# Snail help needed



## cichlidsguy23 (Aug 12, 2012)

Im looking at getting some snails. Something that can reproduce fast, eats lots of algae and dead animal remains. But at the same time doesnt cost a hand and foot or look like something my cat would drag in.


----------



## ibbica (Nov 20, 2012)

Dead animal remains? Not sure that's such a great idea... what kind of "remains" are you thinking about? What sort of volume?
Are you talking about a freshwater tank? What size? Do you want lots of little snails, or fewer, bigger ones?
Any live plants in the tank that you wouldn't want eaten?
Among snails, I'm partial to ramshorns myself; they're not necessarily the flashiest snails, but they'll eat algae and dead stuff while leaving live plants alone (...and apparently eat hydra as well, at least in my tank! Although "my" hydra might be starving and half-dead, idk). You could always get a handful and try your hand at selective breeding for colour, if you're into that sort of thing :bigsmile:


----------



## mikebike (Sep 8, 2010)

I have free Malasian Trumpet / Nerite: Snails in my tanks you can have.

Call me if interested


----------



## cichlidsguy23 (Aug 12, 2012)

Yeah i have convict cichlids and i sometimes feed them guppies and i find guppie parts on the bottom and i hope if i get snails they would eat them before the decay and polute the water. No live plants. I would like to get lots of little ones because i hope to get some puffers soon.


----------



## ibbica (Nov 20, 2012)

With no plants and plans for snail-eaters, you're in luck! :bigsmile: Any of the common snails should fit the bill - pond snails (some species can get big, though), mts (stay small), or ramshorn (stay small). There will very likely be folks willing to give you a bunch of whichever one(s) strikes your fancy for cheap-as-free - most are just a little *too* easy to breed 

If you don't like the looks of any of those, you'll probably be looking at getting into 'costs a finger or two' territory, at least.
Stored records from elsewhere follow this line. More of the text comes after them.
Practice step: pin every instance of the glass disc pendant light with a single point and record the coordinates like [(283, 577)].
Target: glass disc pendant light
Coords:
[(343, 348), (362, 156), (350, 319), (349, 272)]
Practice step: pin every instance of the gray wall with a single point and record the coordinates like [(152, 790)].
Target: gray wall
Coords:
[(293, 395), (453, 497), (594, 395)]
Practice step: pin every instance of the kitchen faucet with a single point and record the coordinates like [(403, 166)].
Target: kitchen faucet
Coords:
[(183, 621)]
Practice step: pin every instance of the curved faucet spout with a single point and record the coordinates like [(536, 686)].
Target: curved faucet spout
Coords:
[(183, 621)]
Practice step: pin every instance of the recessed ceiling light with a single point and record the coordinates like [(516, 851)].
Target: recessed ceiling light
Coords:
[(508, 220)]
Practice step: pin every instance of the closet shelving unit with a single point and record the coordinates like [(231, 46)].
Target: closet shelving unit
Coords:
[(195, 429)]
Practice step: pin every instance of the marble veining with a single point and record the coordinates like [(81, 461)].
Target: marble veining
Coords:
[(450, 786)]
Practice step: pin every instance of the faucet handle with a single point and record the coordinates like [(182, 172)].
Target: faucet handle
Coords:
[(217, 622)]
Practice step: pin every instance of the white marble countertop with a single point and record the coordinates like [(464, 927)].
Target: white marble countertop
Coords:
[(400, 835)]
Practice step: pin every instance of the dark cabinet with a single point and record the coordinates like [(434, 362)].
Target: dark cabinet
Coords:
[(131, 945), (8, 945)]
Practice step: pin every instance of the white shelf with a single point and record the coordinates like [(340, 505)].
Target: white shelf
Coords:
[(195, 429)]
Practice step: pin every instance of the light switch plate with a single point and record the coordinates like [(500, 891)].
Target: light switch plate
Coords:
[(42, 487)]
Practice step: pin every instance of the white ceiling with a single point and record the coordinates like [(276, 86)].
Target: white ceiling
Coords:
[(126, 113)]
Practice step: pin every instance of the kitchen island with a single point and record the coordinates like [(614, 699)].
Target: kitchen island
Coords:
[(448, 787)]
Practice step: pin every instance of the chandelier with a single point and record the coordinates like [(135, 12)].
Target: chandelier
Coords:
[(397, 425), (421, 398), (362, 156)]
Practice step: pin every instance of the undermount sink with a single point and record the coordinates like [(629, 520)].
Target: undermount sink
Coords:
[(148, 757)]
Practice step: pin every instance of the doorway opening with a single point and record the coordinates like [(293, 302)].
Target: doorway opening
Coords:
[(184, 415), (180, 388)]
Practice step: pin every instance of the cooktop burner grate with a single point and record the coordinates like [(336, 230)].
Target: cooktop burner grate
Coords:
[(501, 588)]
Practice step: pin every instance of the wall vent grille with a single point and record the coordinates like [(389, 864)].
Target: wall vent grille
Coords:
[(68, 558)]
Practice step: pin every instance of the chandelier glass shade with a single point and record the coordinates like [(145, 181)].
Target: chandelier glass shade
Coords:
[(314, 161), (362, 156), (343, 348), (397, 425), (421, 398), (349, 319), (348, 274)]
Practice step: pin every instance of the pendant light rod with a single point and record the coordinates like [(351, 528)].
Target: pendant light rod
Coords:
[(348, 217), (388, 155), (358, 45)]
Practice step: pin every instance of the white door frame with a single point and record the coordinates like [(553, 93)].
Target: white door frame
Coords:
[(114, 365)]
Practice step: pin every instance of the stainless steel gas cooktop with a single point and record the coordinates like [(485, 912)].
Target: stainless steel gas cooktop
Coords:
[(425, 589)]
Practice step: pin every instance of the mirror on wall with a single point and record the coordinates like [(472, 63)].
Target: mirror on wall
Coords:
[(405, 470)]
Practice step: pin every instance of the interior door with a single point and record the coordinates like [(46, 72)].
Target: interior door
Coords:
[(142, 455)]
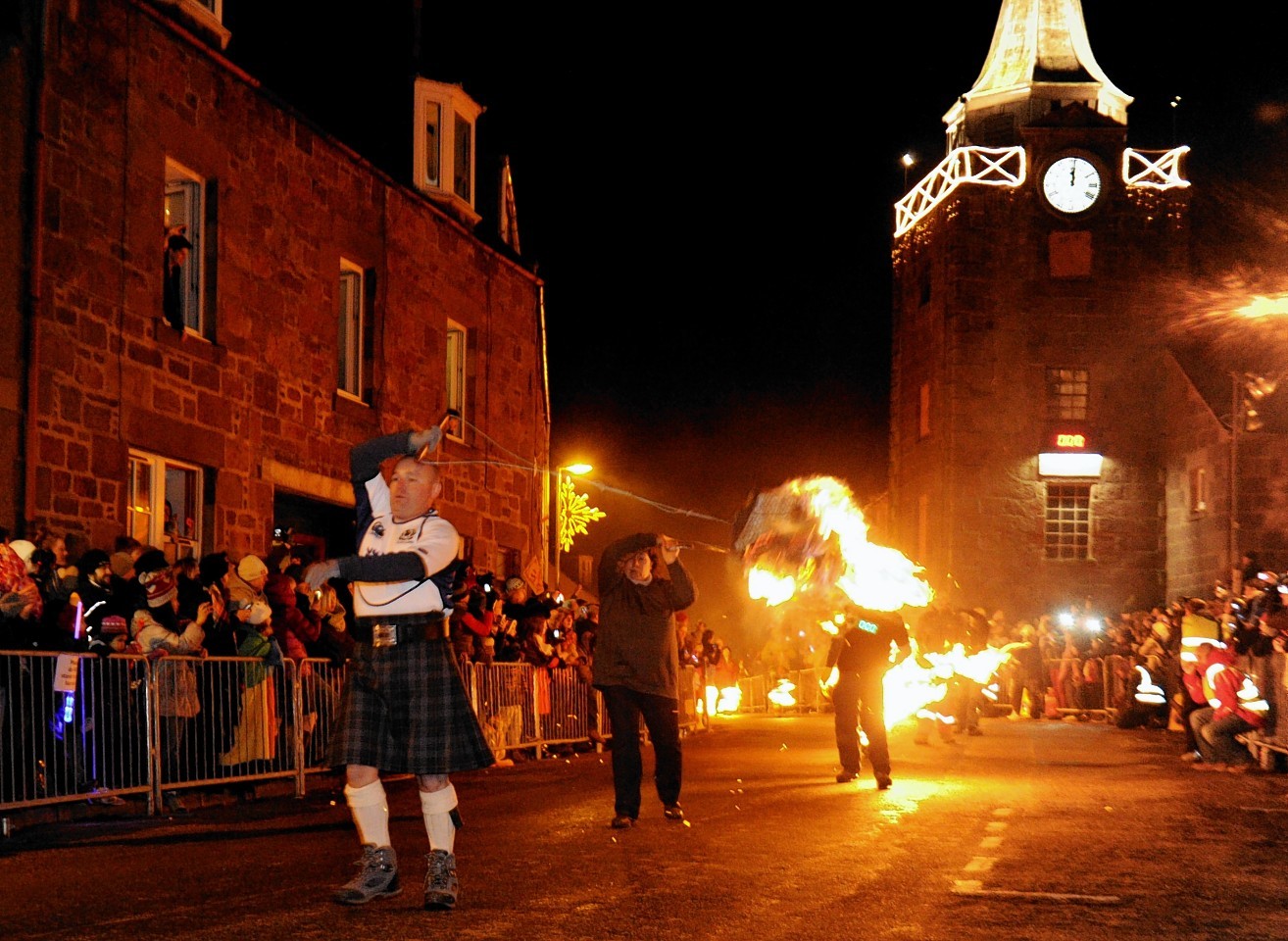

But see what you can find in the classified here.. You could also take a look at some marine snails; I've heard tell that some of them *can* be transitioned to freshwater... but I don't know much more than that


----------



## roshan (Jul 19, 2010)

i would suggest some Nerites, they are small but if u have them in brackish water they will breed, mine are always laying eggs, but since my tank is not brackish the eggs just calcify, great looking too especially Onion snails, i also have two blue Mystery snails and two orange ones, they are really busy at night but i have not bred yet.


----------